While the researchers admit to flaws within the study, perhaps the argument for the increased use and availability of acupuncture has been made. At the very least, more rigorous trials are required.  

Cardiovascular risks and deprivation  

Heart 2006; 92: 1,198–206  

We have been taught that the individuals with a low socioeconomic status have greater morbidity and a lower life expectancy. This UK-based screening study looked at 37,161 women and 33,977 men aged between 35 and 60 years.  

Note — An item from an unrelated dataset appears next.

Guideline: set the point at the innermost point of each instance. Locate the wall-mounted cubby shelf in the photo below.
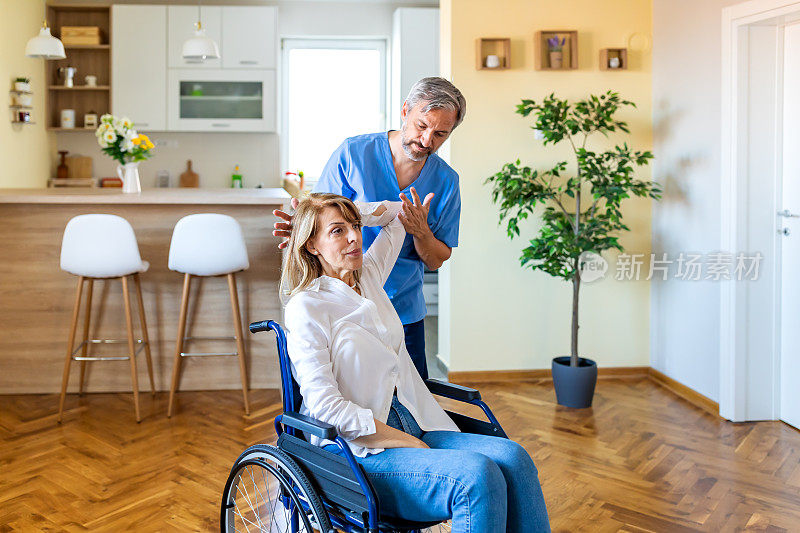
(543, 60)
(88, 59)
(493, 46)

The analysis looked at risk factors over a 10-year period from 1989. The study confirmed that those in deprived groups had a greater overall cardiovascular risk factor profile compared to affluent groups and were more likely to smoke over the period of analysis.  

It is intuitive that we should not neglect those most in need. However, by 1999, affluent men had a higher BP, and both affluent men and women had higher cholesterol compared to those in lower socioeconomic groups.  

Dr Thakkar is a GP in Woodburn Green, Buckinghamshire, and a member of our team who regularly review the journals 

The quick study  

Hip pain and function are important factors in recommending replacement surgery.  

Persistent back pain could be a sign of ankylosing spondylitis.  

Acupuncture can give some relief to lower back pain.  

Affluent men are most likely to have high BP and cholesterol.